Spain’s economy may be on the verge of a turnaround, at least according to a report released by the Bank of Spain, Reuters reports.
The report says that quarterly economic growth for the country came in at 0.1 percent for the third quarter of 2013. Though this may not seem like a large gain — and it is not — it follows nine consecutive quarters of economic contraction, meaning that it is a marked improvement in the data from the past two years. After accounting for the growth, Spain’s economy is still 1.2 percent smaller than it was at the same time last year, according to the bank’s estimates.
The report also covered topics such as inflation, which saw a drastic drop in September, and national debt, which some economists indicated to Reuters is a sign of the steep hill that Spain will have to climb in the coming years. Some have pointed to a change in how taxes impact the inflation rate as the main driver for the drop in rates from August to September, saying that waiting for data from future months would be a good idea before claiming that the decline in inflation rates represents any sort of trend.

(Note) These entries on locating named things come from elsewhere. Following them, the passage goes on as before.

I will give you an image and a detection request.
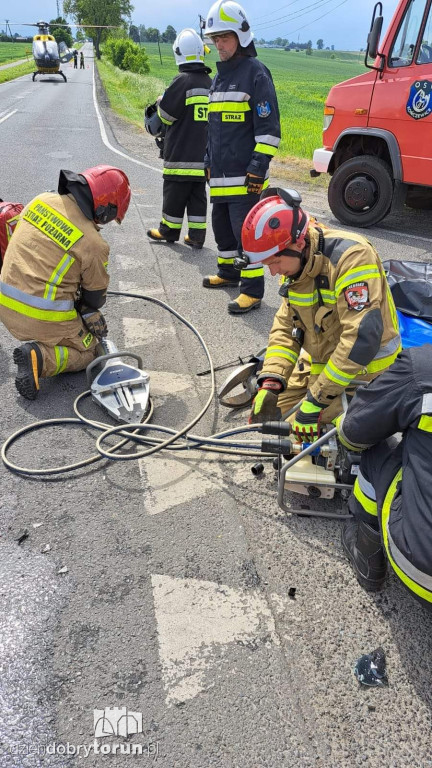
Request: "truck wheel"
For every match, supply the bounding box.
[328,155,393,227]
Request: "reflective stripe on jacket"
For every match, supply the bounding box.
[158,64,211,181]
[340,344,432,602]
[260,225,401,404]
[205,56,281,202]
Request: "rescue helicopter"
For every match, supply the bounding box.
[10,21,117,83]
[16,21,74,83]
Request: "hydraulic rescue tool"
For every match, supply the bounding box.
[86,339,150,424]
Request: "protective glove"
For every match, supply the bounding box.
[249,378,283,424]
[244,173,265,195]
[81,309,108,339]
[292,400,327,443]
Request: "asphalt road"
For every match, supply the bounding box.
[0,44,432,768]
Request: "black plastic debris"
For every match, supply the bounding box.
[15,528,30,544]
[354,648,388,687]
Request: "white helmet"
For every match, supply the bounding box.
[173,29,204,65]
[205,0,253,48]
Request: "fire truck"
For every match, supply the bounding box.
[311,0,432,227]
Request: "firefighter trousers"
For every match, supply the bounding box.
[212,195,264,299]
[349,436,432,610]
[0,307,98,378]
[159,179,207,245]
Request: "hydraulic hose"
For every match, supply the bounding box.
[1,291,273,477]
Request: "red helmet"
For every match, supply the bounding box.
[80,165,131,224]
[242,189,310,264]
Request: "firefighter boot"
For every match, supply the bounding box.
[147,228,177,243]
[228,293,261,315]
[342,519,387,592]
[203,275,239,288]
[13,342,42,400]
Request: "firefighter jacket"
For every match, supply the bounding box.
[205,56,281,202]
[158,64,211,181]
[0,192,109,330]
[259,224,401,405]
[339,344,432,603]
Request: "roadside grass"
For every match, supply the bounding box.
[0,43,32,66]
[0,57,35,83]
[97,43,365,166]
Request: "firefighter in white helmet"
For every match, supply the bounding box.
[203,0,280,314]
[147,29,211,248]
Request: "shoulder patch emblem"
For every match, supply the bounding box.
[344,283,370,312]
[257,101,271,117]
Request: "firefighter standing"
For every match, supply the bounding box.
[203,0,280,314]
[147,29,211,249]
[336,344,432,608]
[0,165,130,400]
[242,190,401,442]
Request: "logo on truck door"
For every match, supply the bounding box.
[406,80,432,120]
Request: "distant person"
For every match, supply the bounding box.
[0,165,131,400]
[203,0,280,315]
[147,29,211,249]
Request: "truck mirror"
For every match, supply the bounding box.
[366,16,383,59]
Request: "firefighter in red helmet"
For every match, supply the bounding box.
[0,165,131,400]
[243,189,401,442]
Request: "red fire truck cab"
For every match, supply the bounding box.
[311,0,432,227]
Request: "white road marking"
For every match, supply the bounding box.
[92,65,162,173]
[152,574,279,704]
[0,109,18,123]
[122,317,175,349]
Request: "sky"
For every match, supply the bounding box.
[4,0,398,51]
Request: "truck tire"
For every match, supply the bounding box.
[328,155,393,227]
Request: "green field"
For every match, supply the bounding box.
[144,43,365,159]
[0,43,32,66]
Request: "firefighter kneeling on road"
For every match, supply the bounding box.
[0,165,131,400]
[242,189,401,442]
[336,344,432,608]
[147,29,211,249]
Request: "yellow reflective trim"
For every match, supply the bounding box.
[194,104,208,122]
[163,168,205,176]
[44,253,75,301]
[22,200,83,251]
[0,293,77,323]
[188,221,207,229]
[264,347,298,365]
[240,267,264,277]
[382,469,432,603]
[254,143,277,157]
[417,416,432,432]
[54,346,69,376]
[83,333,93,349]
[353,477,378,517]
[324,360,357,387]
[162,216,182,229]
[185,96,208,105]
[335,264,381,296]
[209,101,251,112]
[366,344,402,373]
[311,363,325,376]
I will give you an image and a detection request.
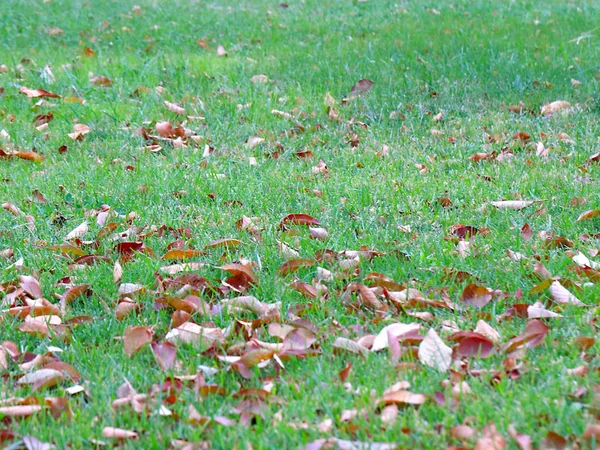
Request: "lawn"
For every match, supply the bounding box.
[0,0,600,450]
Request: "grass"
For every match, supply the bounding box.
[0,0,600,449]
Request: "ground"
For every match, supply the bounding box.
[0,0,600,449]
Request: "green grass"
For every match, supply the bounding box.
[0,0,600,449]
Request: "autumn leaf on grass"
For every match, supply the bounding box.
[163,100,185,116]
[13,152,46,162]
[217,263,258,286]
[67,123,92,141]
[65,222,89,241]
[419,328,452,372]
[576,209,600,222]
[204,238,243,250]
[448,331,494,358]
[19,86,60,98]
[279,214,321,230]
[123,327,154,357]
[549,281,587,306]
[350,78,373,96]
[371,322,421,352]
[17,369,65,391]
[461,284,492,308]
[505,319,550,352]
[161,248,205,261]
[277,258,316,277]
[541,100,571,116]
[90,75,112,87]
[490,200,536,210]
[150,342,177,371]
[102,427,139,440]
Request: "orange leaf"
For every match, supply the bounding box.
[123,327,154,357]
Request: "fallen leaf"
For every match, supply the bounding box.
[541,100,571,116]
[491,200,536,210]
[576,209,600,222]
[123,326,154,357]
[419,328,452,372]
[461,284,492,308]
[102,427,139,440]
[549,281,587,306]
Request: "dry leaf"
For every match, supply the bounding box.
[419,328,452,372]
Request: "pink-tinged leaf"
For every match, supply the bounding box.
[549,281,587,306]
[279,214,321,229]
[419,328,452,372]
[458,332,494,358]
[13,152,46,162]
[576,209,600,222]
[102,427,139,440]
[491,200,536,210]
[339,361,352,383]
[521,223,533,242]
[150,342,177,371]
[277,258,316,277]
[290,281,318,299]
[217,263,258,285]
[450,425,475,441]
[204,238,243,250]
[17,369,65,391]
[350,78,373,95]
[19,86,60,98]
[65,222,89,241]
[461,284,492,308]
[0,405,42,417]
[161,249,204,261]
[123,327,154,357]
[163,100,185,116]
[506,319,550,352]
[378,390,427,405]
[60,284,91,307]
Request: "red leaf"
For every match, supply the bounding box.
[123,327,154,356]
[279,214,321,229]
[150,342,177,371]
[461,284,492,308]
[277,258,315,276]
[340,361,352,383]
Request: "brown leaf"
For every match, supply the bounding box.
[17,369,65,391]
[150,342,177,371]
[461,284,492,308]
[350,78,373,95]
[204,238,243,250]
[277,258,316,276]
[161,249,204,261]
[458,332,494,358]
[19,86,60,98]
[163,100,185,116]
[123,327,154,357]
[102,427,139,440]
[576,209,600,222]
[339,361,352,383]
[217,263,258,285]
[491,200,536,210]
[506,319,550,352]
[60,284,91,308]
[541,100,571,116]
[549,281,587,306]
[378,390,427,405]
[0,405,42,417]
[13,152,46,162]
[90,75,112,87]
[279,214,321,229]
[65,222,89,241]
[419,328,452,372]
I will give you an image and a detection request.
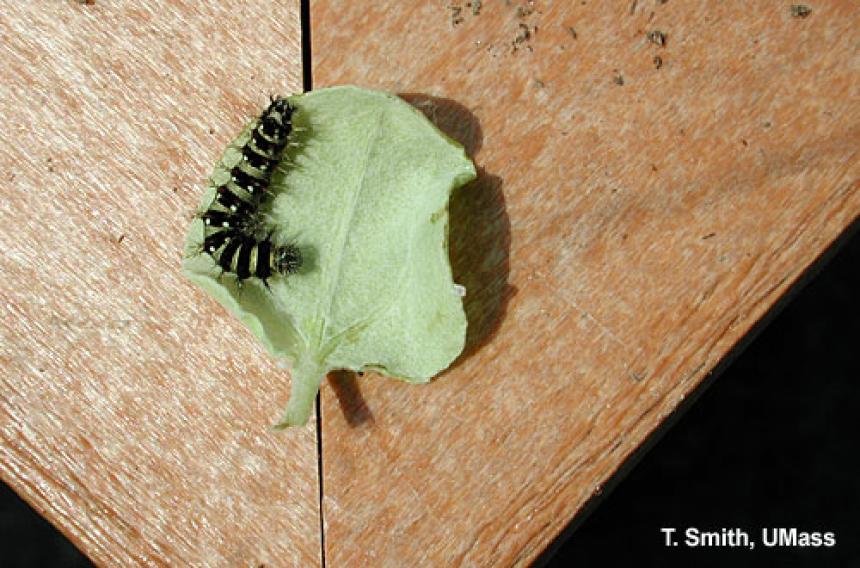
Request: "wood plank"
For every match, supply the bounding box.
[311,0,860,568]
[0,0,320,566]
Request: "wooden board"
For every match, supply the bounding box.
[311,0,860,567]
[0,0,320,566]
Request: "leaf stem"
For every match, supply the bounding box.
[274,354,328,430]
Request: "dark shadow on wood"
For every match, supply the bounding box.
[532,218,860,567]
[400,93,516,367]
[328,371,374,428]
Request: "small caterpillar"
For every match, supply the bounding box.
[199,97,302,288]
[203,229,302,287]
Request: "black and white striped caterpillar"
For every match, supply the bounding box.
[200,97,302,287]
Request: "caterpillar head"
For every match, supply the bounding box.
[272,245,302,274]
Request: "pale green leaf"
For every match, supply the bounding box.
[184,87,475,426]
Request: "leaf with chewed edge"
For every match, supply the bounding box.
[184,87,475,427]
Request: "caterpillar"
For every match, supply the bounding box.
[203,229,302,288]
[199,97,302,288]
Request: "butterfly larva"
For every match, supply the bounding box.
[200,97,302,287]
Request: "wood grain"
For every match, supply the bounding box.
[311,0,860,568]
[0,0,320,566]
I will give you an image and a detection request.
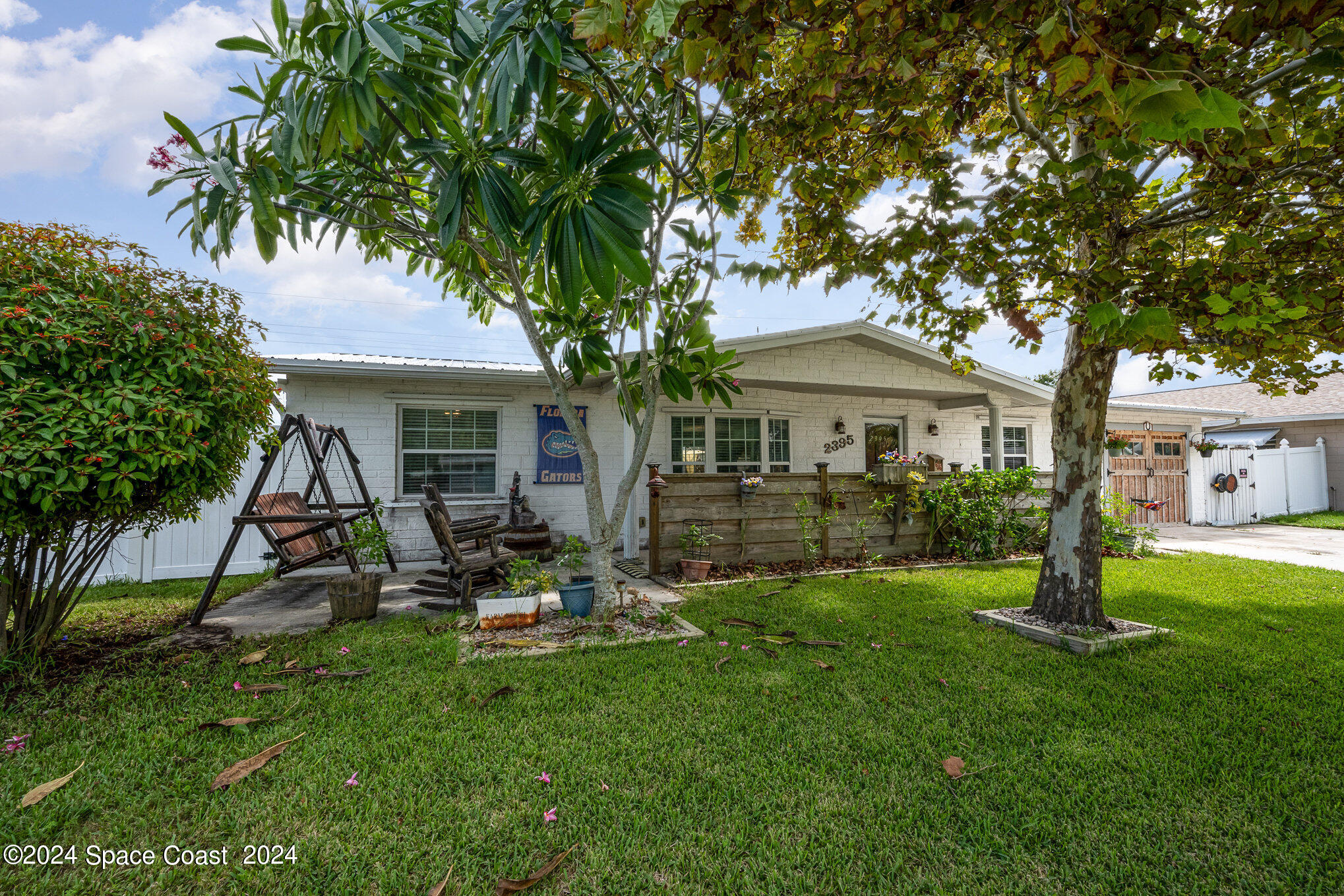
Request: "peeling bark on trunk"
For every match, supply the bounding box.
[1031,325,1118,629]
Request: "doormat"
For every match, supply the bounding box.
[611,560,649,579]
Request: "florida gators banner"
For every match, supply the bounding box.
[536,404,588,485]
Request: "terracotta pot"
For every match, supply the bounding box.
[677,559,712,582]
[326,572,383,620]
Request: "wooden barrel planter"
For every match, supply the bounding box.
[326,572,383,620]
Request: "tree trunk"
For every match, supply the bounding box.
[1031,325,1118,629]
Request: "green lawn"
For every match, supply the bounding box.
[0,554,1344,896]
[1261,510,1344,529]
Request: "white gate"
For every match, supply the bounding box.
[1199,447,1257,525]
[1255,439,1331,520]
[96,447,270,582]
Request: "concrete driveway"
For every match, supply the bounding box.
[1157,525,1344,572]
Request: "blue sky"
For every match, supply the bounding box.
[0,0,1223,394]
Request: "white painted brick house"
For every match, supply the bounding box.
[269,321,1231,559]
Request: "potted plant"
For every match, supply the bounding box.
[738,475,765,498]
[555,535,593,616]
[326,498,388,620]
[1105,433,1129,457]
[679,520,719,580]
[475,558,559,629]
[1190,435,1223,457]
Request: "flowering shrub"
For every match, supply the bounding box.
[0,222,274,657]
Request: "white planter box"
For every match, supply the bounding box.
[475,591,558,629]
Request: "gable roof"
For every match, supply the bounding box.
[1124,373,1344,419]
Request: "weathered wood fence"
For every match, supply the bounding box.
[649,467,950,572]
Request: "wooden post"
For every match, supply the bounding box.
[817,461,830,560]
[648,463,663,575]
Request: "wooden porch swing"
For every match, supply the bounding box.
[191,414,396,626]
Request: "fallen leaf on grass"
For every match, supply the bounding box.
[210,731,308,790]
[19,763,83,809]
[197,716,260,731]
[477,685,515,709]
[238,684,289,693]
[238,645,270,667]
[495,844,576,896]
[314,667,374,686]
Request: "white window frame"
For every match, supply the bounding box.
[980,423,1031,470]
[392,399,504,504]
[668,414,714,473]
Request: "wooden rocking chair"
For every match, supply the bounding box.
[412,485,518,609]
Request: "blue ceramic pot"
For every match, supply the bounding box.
[555,576,593,616]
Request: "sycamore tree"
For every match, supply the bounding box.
[679,0,1344,626]
[152,0,743,606]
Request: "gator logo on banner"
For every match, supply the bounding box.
[535,404,588,485]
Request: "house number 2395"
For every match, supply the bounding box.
[821,435,853,454]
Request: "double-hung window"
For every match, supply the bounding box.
[980,426,1027,470]
[400,407,500,498]
[766,417,789,473]
[672,417,706,473]
[714,417,761,473]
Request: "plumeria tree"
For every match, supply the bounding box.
[160,0,742,618]
[677,0,1344,626]
[0,222,274,658]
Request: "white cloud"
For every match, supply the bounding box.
[0,0,266,187]
[0,0,40,31]
[219,241,443,324]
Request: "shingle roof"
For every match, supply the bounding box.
[1121,373,1344,418]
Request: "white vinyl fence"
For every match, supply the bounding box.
[1203,433,1331,525]
[96,449,270,582]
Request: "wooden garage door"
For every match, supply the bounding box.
[1109,430,1190,524]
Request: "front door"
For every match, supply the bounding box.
[863,422,900,473]
[1109,430,1190,525]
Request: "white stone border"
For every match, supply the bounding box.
[457,612,706,665]
[970,610,1172,657]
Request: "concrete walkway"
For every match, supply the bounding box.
[199,562,681,638]
[1157,525,1344,572]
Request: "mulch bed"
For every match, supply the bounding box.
[994,607,1153,638]
[468,598,681,655]
[706,553,1043,582]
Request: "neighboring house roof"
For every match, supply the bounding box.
[1122,373,1344,423]
[1213,426,1279,447]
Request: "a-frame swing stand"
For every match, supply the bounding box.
[191,414,396,626]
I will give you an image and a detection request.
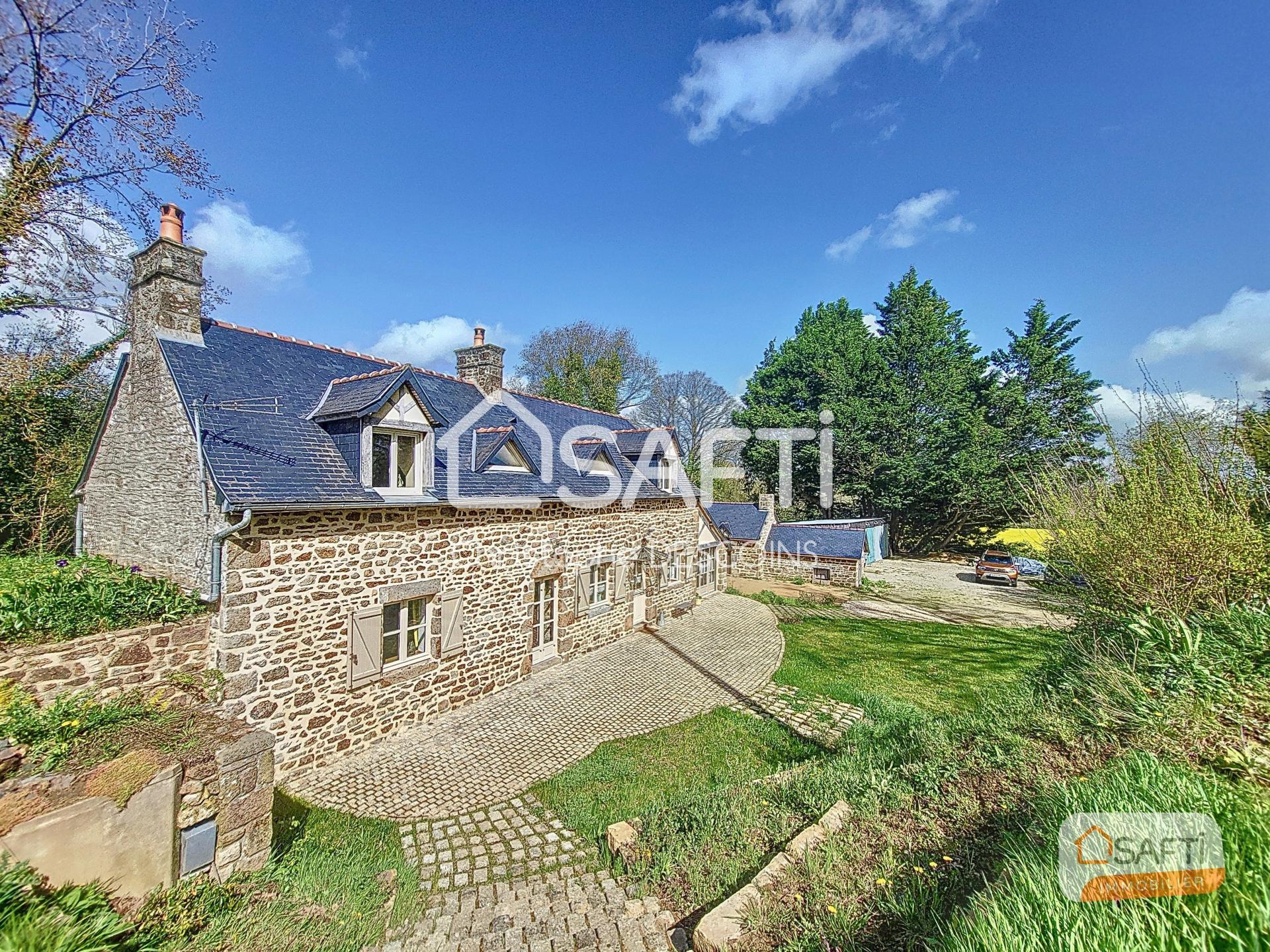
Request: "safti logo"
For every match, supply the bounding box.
[1058,814,1226,902]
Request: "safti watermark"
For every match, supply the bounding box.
[1058,814,1226,902]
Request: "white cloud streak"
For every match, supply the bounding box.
[188,201,310,290]
[1134,287,1270,390]
[669,0,994,144]
[371,314,519,368]
[824,188,974,261]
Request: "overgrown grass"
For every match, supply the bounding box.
[142,793,419,952]
[531,708,824,838]
[775,619,1058,713]
[0,556,206,643]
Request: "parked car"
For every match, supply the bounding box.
[974,549,1019,587]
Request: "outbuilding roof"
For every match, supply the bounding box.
[706,502,767,541]
[765,524,867,559]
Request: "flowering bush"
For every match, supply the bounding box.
[0,681,155,770]
[0,556,203,642]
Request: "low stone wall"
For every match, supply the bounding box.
[0,615,212,702]
[0,731,273,896]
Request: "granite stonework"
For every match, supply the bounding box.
[76,239,217,591]
[214,497,697,777]
[0,615,214,702]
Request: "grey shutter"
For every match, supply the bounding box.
[348,605,384,687]
[441,592,464,657]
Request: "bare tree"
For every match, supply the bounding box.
[638,370,740,462]
[0,0,218,331]
[516,320,658,413]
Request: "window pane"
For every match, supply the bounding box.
[395,433,415,490]
[406,599,428,625]
[384,603,402,634]
[371,433,392,490]
[384,632,402,665]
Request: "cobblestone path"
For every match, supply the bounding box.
[370,869,675,952]
[287,595,784,821]
[728,684,865,748]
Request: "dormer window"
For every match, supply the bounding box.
[657,456,675,492]
[371,427,425,493]
[485,440,530,473]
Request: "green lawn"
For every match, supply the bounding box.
[775,619,1058,713]
[141,793,419,952]
[531,708,824,836]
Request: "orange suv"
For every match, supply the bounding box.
[974,549,1019,589]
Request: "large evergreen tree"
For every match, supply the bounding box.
[874,268,1012,554]
[992,298,1103,470]
[736,298,884,515]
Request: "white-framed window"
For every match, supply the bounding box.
[371,427,427,493]
[697,549,719,589]
[587,562,613,605]
[530,578,559,651]
[657,456,675,492]
[382,597,435,668]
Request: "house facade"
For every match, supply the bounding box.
[76,206,726,775]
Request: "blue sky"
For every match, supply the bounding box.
[185,0,1270,424]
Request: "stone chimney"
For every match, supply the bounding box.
[454,327,507,396]
[128,203,206,346]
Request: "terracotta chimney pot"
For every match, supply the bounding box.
[159,202,185,244]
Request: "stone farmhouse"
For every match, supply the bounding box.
[76,204,726,777]
[706,494,886,586]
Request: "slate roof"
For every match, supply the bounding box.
[706,502,767,541]
[160,322,667,509]
[765,524,865,559]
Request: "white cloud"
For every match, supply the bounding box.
[1095,384,1228,433]
[371,314,519,368]
[326,8,371,79]
[824,188,974,261]
[824,225,872,261]
[1134,287,1270,390]
[669,0,994,144]
[188,200,310,290]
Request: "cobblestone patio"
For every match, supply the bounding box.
[381,869,675,952]
[728,684,865,748]
[402,793,589,892]
[288,595,784,821]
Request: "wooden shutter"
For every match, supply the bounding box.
[348,605,384,687]
[441,592,464,657]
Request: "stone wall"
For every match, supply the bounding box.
[214,497,697,775]
[0,615,214,702]
[81,234,225,591]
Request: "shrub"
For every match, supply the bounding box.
[0,681,155,770]
[135,876,246,942]
[0,857,157,952]
[1033,396,1270,617]
[0,556,204,642]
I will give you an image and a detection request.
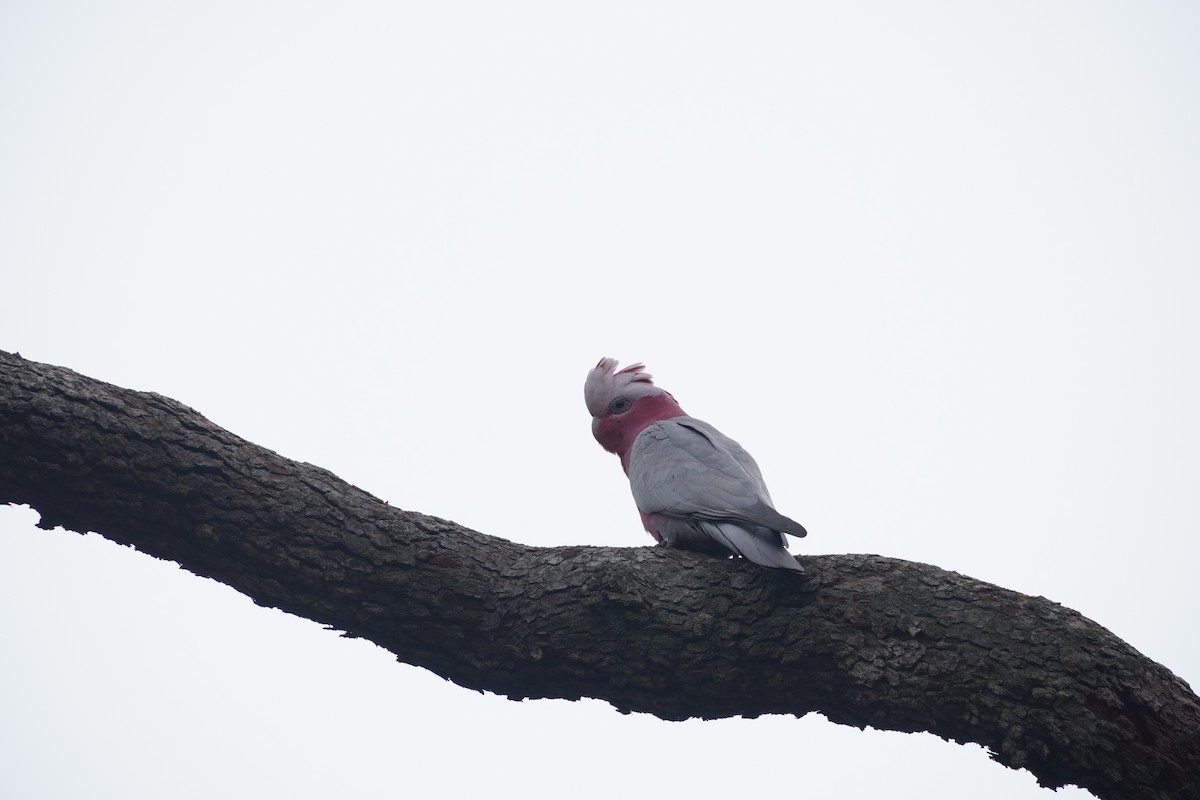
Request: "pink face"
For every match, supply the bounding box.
[592,392,686,468]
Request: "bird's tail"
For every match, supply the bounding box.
[696,519,804,575]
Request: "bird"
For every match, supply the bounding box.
[583,359,808,575]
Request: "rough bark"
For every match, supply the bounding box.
[0,351,1200,800]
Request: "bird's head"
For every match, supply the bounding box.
[583,359,686,467]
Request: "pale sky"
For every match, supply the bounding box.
[0,0,1200,800]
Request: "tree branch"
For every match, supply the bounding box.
[0,351,1200,800]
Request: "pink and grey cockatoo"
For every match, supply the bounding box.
[583,359,808,575]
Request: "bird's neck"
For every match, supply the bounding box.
[596,392,688,474]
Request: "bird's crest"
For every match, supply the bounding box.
[583,359,664,416]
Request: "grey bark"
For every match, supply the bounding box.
[0,351,1200,800]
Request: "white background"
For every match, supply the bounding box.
[0,0,1200,800]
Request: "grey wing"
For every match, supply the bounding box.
[629,416,806,536]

Spain’s budget deficit for next year is targeted at 5.8 percent of gross domestic product; this would bring the country’s total national debt to nearly 100 percent of its GDP. Though the country has abided by restrictions placed by international lenders after accessing money from such groups to fund its banking sector, Spain remains plagued by rising debt levels, and calls for further austerity measures are stifled by the country’s continuing poor economic performance.